The team has a variety of players contributing to their performance on the court but have been struggling to overcome their top-ranked opponents.
Image by Gabrielle Erenstein
Forward Mallory Heyer raises her arms, preparing to defend a UConn Husky from making a layup on Nov. 19, 2023.

The intensity of the Gophers women’s basketball team carried them to victories in their last few matchups, but not against top-ranked teams such as UConn, Iowa and Indiana.

Gophers women’s basketball head coach Dawn Plitzuweit led the youngest team in the Big Ten to a 4-3 conference record, ranking them fifth in the conference.

The Gophers still have much of their conference season left to play. With Plitzuweit’s desire to field a defensively-intense team and develop her young players, the Gophers have the potential to earn their first NCAA tournament berth since the 2017-2018 season.

Plitzuweit transformed the identity of the Gophers to a defensively-driven team with 11 underclassmen. Over the last few conference matchups, she said her goal is to develop players by focusing on the little things.

“When we can continue to grow our games individually, collectively, then the big picture comes into play and then good things can happen for us,” Plitzuweit said.

Sophomore forward Mallory Heyer posted 18 points against Michigan State and matched her career-high 15 total rebounds, 12 of which were defensive boards.

After defeating Michigan State 69-50, Heyer said there were times when her team played tough defense and had performed better defensively in past games.

“I really do think we played hard on the defensive end today, but [Michigan State] also missed a lot of shots around the basket,” Heyer said.

Plitzuweit echoed Heyer on the team’s defensive performance against Michigan State, specifically in the first quarter.

It was not until the second half when Plitzuweit felt her team made adjustments to help each other.

Among the players stepping up and contributing to the Gophers’ success is Amaya Battle, who hit a three-point shot against Nebraska to give them a two-possession lead with nine seconds left in the fourth quarter.
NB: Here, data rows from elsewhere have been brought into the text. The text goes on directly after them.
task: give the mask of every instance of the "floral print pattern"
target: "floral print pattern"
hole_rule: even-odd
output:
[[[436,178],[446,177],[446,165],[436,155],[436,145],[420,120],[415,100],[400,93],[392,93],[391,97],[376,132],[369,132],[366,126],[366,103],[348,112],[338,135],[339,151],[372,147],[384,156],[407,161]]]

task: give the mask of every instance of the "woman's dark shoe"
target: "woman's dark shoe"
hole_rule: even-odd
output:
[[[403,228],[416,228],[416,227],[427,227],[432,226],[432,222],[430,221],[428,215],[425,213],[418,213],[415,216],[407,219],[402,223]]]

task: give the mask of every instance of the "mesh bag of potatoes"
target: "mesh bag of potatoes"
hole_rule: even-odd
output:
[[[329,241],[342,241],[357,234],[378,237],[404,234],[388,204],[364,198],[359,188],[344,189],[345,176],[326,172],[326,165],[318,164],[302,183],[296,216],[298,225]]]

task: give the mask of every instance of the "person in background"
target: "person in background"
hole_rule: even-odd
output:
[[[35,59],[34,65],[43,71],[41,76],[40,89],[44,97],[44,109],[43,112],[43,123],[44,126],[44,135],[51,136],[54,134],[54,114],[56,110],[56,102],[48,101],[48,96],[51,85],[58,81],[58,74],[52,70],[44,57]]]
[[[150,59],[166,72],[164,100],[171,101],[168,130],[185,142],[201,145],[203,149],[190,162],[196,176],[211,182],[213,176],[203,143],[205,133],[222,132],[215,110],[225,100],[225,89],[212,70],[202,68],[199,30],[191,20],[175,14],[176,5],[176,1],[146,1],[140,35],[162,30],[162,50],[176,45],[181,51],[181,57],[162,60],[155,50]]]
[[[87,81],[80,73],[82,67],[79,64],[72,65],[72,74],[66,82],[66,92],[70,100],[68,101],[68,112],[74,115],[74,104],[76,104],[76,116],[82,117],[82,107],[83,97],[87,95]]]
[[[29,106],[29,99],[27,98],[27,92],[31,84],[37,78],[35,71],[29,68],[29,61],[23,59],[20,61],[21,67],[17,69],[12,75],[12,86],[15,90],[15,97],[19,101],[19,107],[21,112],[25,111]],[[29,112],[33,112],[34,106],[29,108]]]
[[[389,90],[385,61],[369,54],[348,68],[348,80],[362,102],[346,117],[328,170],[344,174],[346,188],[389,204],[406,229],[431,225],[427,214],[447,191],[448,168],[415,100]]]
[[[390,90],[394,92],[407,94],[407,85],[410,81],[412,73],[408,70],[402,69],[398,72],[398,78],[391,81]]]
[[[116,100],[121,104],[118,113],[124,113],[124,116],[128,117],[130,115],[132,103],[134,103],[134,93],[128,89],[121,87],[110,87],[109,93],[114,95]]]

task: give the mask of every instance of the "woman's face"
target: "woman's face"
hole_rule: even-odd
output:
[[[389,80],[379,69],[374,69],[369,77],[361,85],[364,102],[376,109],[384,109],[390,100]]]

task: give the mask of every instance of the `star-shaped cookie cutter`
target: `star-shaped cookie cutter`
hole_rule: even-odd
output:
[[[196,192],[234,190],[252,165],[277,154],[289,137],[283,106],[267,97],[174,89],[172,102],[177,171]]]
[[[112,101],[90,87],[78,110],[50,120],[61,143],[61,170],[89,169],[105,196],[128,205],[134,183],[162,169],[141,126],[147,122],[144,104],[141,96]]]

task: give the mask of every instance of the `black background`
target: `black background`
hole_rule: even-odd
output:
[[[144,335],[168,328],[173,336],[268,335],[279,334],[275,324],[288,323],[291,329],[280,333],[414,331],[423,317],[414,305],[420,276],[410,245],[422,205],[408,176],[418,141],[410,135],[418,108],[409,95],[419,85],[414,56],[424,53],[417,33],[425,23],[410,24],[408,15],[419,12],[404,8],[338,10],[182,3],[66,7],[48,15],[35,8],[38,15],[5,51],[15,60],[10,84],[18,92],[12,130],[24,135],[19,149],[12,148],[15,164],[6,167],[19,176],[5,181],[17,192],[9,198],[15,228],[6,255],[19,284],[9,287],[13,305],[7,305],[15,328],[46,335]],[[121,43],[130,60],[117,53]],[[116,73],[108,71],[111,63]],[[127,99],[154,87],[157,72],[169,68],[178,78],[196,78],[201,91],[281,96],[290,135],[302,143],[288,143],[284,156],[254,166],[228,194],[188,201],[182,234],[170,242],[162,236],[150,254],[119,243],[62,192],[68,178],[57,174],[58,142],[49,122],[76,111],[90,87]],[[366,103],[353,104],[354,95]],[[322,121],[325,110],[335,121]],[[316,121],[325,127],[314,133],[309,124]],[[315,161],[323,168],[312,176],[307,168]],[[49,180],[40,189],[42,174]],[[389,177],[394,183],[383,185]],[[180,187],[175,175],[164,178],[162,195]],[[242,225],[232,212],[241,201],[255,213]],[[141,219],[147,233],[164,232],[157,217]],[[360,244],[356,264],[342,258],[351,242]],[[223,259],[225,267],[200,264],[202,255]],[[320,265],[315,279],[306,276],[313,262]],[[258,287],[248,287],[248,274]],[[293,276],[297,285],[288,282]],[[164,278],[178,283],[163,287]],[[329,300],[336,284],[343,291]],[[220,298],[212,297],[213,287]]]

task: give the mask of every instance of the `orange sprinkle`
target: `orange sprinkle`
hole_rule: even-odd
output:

Battle is also a photographer with the Minnesota Daily.

When the shot the team originally drew up fell through, Janay Sanders, a guard on the team, knew Battle would hit the three.

Since joining the team, Sanders routinely invites Battle to the gym and acts as a supportive figure for her. Battle scored four shots from beyond the arc last season and now has made seven on the season, a testament to the work she put in with Sanders.

“She got ice water in her veins,” Sanders said.

The Gophers have players capable of stepping up in critical moments but have also experienced off-days.

Mara Braun, the No. 3 ranked scorer in the Big Ten, has been in a scoring slump herself after only putting up 10 points against Michigan State, 14 against Indiana, all of which occurred in the second half and nine against Nebraska.

Braun’s point totals are a sharp contrast to where she started the new year when she posted 20 points against Maryland and 17 against Michigan.

Freshman Grace Grocholski put up 19 points against Michigan. Four days later, she failed to put up any points against Nebraska.

Plitzuweit knows her players have off-days and said it is the goal for every college coach to figure out how to get their team to play at their full potential 100% of the time. Ultimately, when adversity hits players, she plans to find the gaps in the opponent’s defense.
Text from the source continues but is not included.